Obama's Nobel Prize money: education groups to get most of it
Of the 10 charities receiving part of Obama's $1.4 million Nobel Prize award, six directly support higher education for student groups that are traditionally underserved.
Official White House Photo by Pete Souza
President Obama is putting his prize money where his mouth is.
He has preached that by 2020, the United States should lead the world in the portion of citizens earning college degrees. On Thursday, he donated his $1.4 million Nobel Peace Prize award to 10 charities, six of which directly support higher education for traditionally underserved groups.
Leaders of several of the groups say the gifts were a surprise and a tremendous boost in their work to help students stay on a path to a college degree.
Students and teachers cried with delight as soon as they heard news of the donation to College Summit, says J.B. Schramm, founder and CEO of the Washington-based group. It plans to divvy up the $125,000 gift among the 12 states where it has 170 partner high schools.
Teens at these schools are identified as peer leaders and then attend summer workshops that help them apply for college and financial aid. They're often the first in their family to consider college, and they learn how to share what they’ve gained with fellow high-schoolers.
“What our students heard is that the president is saying, you’re not just a vessel to get education poured into you; you can drive the change in your own community,” Mr.

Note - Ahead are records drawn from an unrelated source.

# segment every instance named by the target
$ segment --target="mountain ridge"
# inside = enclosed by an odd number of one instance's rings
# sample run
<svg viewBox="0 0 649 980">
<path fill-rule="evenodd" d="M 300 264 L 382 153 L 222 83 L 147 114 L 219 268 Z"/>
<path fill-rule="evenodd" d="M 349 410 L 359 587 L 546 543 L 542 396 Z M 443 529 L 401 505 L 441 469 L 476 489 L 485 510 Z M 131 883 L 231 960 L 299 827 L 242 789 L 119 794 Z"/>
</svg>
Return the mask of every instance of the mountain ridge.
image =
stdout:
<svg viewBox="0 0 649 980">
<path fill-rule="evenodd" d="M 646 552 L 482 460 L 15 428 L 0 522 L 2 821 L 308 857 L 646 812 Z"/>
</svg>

Schramm says.
The American Indian College Fund expects to use its $125,000 gift to fund scholarships for about 125 students attending tribal colleges. That’s a small portion of the 6,000 scholarships it usually gives each year, but the attention that comes with the presidential gift is likely to help the group raise extra money. Donations have been down about 10 to 20 percent.
American Indians “are almost always left out” of discussions about minorities in higher education, says Richard Williams, CEO of the Denver nonprofit. “That we were included this time is absolutely amazing.”
Thirty-three tribal colleges educate about 15 percent of all American Indians in college. “Indian people are beginning to take control of their own destiny ... and the tribal college movement is critical to empowering Indian people to do that,” Mr. Williams says.
Groups that focus on minority and low-income students’ success in higher education aren’t pausing to celebrate for too long: They urge continued attention to financial and other barriers.
“We applaud President Obama’s unprecedented personal commitment to the college-access agenda.... However, we hope [it] will be exemplified in his administration’s future policies toward proven federal education programs,” says Chandra Taylor Smith, director of the Pell Institute for the Study of Opportunity in Higher Education in Washington. “The private sector and state governments, alone, cannot ensure that the nation achieves Obama’s goal of increasing college enrollment and regaining our competitive edge in the global economy.”
Next week, a summit will bring together representatives from colleges, the US Department of Education, and nonprofits, including some of the prize-money beneficiaries. They will gather at Pine Manor College in the Boston area to discuss ways to better “bridge the gap between underserved students and the college degree,” says Pine Manor President Gloria Nemerowicz.
As part of Obama's donations, these six groups each received $125,000: College Summit, the American Indian College Fund, the Appalachian Leadership and Education Foundation, the Hispanic Scholarship Fund, the Posse Foundation, and the United Negro College Fund. The other beneficiaries: Africare ($100,000); the Central Asia Institute, which supports education, especially for girls, in Pakistan and Afghanistan ($100,000); the Clinton Bush Haiti Fund ($200,000); and Fisher House, which houses families of veterans who are in hospitals ($250,000).